TLDR: Many ideas in this series have been written about before by others. But it also seems to me that some of the ideas are new and important, or if not new then at least under-discussed. But I could be wrong.
There are many big and small ideas in this series. Many of them are have been described or alluded to elsewhere by others. But there are also ideas in this series that (1) seem to me like they probably are important and (2) I cannot remember having seen described elsewhere.
I’ve had a hobby interest in the topic superintelligence since 2009, and in the topic of AI Alignment since 2014. So I’ve read a lot of what has been written, but there is also a lot that I haven’t read. I could be presenting ideas in this series that seem new/interesting to me, but that actually are old.
Here are some writings I am aware of that I think are relevant to ideas in this series (some of them have influenced me, and some of them I know overlap quite a bit):
Eric Drexler has written extensively about principles and techniques for designing AGI-systems that don’t have agent-like behavior. In Comprehensive AI Services as General Intelligence he—well, I’m not goanna do his 200-page document justice, but one of the things he writes about is having AGI-systems consisting of more narrowly intelligent sub-systems (that are constrained and limited in what they do).
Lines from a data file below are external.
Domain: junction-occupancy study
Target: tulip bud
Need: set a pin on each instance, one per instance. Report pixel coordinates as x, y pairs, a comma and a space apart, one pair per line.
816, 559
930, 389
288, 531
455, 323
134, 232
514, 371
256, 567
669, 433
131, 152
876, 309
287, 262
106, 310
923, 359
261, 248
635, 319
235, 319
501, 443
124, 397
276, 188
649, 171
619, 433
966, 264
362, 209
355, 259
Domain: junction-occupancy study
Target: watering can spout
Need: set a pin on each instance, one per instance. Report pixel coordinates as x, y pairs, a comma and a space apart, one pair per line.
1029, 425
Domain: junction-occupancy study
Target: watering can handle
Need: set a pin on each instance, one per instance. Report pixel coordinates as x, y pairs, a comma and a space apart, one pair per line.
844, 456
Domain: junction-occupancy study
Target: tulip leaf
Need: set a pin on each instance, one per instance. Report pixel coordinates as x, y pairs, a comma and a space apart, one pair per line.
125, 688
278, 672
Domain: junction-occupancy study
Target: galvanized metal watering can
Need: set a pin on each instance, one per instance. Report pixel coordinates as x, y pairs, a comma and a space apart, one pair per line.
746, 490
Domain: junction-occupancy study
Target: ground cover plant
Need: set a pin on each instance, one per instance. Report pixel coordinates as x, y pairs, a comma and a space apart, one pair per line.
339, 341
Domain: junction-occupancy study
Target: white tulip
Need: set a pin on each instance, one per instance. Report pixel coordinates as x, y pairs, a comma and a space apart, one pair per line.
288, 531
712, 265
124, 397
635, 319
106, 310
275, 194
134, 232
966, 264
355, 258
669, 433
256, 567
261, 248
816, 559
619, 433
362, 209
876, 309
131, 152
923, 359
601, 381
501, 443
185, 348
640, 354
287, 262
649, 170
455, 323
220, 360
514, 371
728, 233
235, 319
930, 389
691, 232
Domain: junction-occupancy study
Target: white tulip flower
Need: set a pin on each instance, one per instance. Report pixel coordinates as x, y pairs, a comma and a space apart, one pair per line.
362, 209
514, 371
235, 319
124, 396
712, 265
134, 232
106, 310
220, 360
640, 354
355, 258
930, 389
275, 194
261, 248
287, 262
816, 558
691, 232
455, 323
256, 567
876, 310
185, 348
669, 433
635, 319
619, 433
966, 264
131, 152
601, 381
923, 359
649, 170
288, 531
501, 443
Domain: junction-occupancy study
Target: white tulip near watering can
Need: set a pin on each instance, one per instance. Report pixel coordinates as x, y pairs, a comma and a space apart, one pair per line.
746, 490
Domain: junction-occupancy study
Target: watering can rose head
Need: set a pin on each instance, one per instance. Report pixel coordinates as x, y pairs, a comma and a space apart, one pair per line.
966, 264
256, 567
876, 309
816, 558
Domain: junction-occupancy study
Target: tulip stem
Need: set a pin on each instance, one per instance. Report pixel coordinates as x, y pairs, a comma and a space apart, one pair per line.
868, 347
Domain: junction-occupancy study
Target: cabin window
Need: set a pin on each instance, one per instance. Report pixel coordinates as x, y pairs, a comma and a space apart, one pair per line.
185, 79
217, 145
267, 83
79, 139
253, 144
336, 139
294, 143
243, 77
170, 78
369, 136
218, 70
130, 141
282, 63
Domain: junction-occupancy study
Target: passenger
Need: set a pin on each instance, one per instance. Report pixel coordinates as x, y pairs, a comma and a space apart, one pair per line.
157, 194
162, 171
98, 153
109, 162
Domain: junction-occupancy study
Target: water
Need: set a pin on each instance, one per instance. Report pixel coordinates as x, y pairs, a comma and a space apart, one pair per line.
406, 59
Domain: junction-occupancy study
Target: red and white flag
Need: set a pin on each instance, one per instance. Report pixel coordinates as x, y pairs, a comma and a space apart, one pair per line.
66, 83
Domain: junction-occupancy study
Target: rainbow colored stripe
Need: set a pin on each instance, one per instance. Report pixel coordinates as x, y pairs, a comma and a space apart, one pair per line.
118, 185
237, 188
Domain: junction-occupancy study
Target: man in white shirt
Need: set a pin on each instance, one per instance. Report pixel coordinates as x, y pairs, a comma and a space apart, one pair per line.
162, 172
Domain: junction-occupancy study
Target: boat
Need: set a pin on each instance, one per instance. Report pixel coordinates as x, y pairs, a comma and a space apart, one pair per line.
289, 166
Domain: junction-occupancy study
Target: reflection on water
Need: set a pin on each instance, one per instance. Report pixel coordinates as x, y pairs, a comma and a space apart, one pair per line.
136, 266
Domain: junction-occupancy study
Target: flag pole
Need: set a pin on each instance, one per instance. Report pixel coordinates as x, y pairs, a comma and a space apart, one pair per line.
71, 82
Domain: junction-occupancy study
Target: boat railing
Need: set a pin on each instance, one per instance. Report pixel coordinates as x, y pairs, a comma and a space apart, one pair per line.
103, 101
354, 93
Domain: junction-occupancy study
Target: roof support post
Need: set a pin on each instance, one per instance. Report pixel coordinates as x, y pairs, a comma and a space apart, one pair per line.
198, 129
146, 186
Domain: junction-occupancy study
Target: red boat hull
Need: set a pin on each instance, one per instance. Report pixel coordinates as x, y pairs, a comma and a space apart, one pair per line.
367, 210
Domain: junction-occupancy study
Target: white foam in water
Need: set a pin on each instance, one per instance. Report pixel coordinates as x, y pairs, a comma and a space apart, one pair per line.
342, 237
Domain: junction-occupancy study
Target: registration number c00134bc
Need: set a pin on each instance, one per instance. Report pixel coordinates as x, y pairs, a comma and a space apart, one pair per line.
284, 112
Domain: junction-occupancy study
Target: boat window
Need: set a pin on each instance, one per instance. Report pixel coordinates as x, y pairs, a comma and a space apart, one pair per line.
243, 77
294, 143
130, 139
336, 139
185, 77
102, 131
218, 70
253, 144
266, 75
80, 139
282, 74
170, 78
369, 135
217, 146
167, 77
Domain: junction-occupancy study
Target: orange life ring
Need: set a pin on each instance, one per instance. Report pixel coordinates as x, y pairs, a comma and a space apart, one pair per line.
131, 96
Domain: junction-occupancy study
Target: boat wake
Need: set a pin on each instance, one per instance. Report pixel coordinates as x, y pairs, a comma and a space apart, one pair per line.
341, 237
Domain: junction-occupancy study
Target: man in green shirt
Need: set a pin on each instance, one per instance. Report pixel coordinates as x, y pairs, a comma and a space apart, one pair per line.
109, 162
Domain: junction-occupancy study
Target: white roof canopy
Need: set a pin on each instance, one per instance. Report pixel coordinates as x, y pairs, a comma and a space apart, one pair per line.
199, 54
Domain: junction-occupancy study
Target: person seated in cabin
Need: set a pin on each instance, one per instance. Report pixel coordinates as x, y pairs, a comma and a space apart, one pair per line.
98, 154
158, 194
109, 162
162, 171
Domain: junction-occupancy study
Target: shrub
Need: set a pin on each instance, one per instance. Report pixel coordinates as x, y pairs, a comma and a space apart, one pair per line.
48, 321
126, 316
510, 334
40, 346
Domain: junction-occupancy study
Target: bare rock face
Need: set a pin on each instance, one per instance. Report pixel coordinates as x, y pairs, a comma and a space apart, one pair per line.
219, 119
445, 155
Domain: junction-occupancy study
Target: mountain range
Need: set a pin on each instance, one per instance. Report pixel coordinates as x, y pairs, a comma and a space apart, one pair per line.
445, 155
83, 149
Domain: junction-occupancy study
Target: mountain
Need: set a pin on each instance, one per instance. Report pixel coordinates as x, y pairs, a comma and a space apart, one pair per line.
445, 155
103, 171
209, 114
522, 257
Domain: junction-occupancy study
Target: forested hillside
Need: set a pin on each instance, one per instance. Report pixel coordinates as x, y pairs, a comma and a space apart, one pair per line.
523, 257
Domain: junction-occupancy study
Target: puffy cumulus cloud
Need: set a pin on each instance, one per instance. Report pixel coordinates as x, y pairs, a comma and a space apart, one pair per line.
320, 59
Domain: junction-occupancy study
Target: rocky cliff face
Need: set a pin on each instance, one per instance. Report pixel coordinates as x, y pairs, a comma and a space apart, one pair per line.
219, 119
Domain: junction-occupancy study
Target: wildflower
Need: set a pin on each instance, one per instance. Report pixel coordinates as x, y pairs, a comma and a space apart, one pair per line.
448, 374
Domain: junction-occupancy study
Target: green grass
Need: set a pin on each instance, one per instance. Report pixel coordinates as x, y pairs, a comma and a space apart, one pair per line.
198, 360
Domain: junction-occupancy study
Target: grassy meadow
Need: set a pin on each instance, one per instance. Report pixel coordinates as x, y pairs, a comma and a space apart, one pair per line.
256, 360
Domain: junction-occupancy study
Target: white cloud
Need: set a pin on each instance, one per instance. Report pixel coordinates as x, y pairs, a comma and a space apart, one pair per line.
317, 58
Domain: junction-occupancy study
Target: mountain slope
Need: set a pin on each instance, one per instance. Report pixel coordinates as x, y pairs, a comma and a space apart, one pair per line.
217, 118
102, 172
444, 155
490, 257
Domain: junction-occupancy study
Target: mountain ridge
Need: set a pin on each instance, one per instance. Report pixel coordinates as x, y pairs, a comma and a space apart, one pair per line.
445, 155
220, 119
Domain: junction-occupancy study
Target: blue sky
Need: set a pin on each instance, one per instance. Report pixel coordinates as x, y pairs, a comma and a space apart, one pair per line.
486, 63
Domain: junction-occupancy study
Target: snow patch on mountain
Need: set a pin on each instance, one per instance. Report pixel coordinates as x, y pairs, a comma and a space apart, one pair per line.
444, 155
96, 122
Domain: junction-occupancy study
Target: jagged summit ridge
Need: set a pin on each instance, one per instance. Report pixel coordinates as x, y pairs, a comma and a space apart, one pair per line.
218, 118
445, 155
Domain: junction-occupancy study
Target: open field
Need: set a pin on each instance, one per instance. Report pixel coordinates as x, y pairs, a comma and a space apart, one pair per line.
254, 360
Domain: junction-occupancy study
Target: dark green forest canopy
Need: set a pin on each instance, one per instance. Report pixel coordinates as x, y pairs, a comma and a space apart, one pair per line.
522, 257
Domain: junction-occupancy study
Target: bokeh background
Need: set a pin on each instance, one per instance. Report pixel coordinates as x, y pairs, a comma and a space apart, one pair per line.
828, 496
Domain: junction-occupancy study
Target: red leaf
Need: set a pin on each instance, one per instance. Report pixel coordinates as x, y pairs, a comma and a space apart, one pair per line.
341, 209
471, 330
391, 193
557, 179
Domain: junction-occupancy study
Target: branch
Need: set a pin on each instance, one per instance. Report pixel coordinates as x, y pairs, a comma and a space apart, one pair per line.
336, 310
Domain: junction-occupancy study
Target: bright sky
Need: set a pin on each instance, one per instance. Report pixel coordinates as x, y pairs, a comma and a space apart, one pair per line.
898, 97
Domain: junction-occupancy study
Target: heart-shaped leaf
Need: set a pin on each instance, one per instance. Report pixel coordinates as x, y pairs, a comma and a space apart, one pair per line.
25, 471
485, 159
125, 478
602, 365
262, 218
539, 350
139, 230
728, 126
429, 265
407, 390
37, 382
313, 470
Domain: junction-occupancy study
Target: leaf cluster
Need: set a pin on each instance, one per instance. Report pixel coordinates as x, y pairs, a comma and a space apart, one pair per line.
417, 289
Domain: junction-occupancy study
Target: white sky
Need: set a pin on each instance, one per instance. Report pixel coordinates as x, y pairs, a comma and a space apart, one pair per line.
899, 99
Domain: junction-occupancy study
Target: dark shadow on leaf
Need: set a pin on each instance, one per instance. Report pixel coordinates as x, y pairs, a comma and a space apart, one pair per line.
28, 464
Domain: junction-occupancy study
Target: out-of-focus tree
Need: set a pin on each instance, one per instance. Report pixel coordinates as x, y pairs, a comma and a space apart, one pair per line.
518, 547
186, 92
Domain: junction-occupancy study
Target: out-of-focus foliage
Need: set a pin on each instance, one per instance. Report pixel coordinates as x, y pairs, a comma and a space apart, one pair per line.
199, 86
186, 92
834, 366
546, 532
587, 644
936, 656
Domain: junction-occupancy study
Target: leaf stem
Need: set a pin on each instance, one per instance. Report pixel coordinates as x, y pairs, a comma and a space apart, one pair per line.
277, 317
Several people have talked about using AIs to help with work on AI safety. For example, Paul Christiano writes: “I think Eliezer is probably wrong about how useful AI systems will become, including for tasks like AI alignment, before it is catastrophically dangerous. I believe we are relatively quickly approaching AI systems that can meaningfully accelerate progress by generating ideas, recognizing problems for those ideas and, proposing modifications to proposals, etc. and that all of those things will become possible in a small way well before AI systems that can double the pace of AI research. By the time AI systems can double the pace of AI research, it seems like they can greatly accelerate the pace of alignment research.”
To me both Eliezer’s and Paul’s intuitions about FOOM seem like they plausibly could be correct. However, I think my object-level intuitions are more similar to Eliezer’s than Paul’s. Which partly explains my interest in how we might go about getting help from an AGI-system with alignment after it has become catastrophically dangerous. If AI-systems help us to more or less solve alignment before they become catastrophically dangerous, then that would of course be preferable—and, I dunno, perhaps they will, but I prefer to contemplate scenarios where they don’t.
Several people have pointed out that verification often is easier than generation, and that this is a principle we can make heavy use of in AI Alignment. Paul Christiano writes: “Eliezer seems to argue that humans couldn’t verify pivotal acts proposed by AI systems (e.g. contributions to alignment research), and that this further makes it difficult to safely perform pivotal acts. (...) I think that this claim is probably wrong and clearly overconfident. I think it doesn’t match well with pragmatic experience in R&D in almost any domain, where verification is much, much easier than generation in virtually every domain.”
It seems to me as well that Eliezer is greatly underestimating the power of verifiability. At the same time, I know Eliezer is really smart and has thought deeply about AI Alignment. Eliezer seems to think quite differently from me on this topic, but the reasons why are not clear to me, and this irks me.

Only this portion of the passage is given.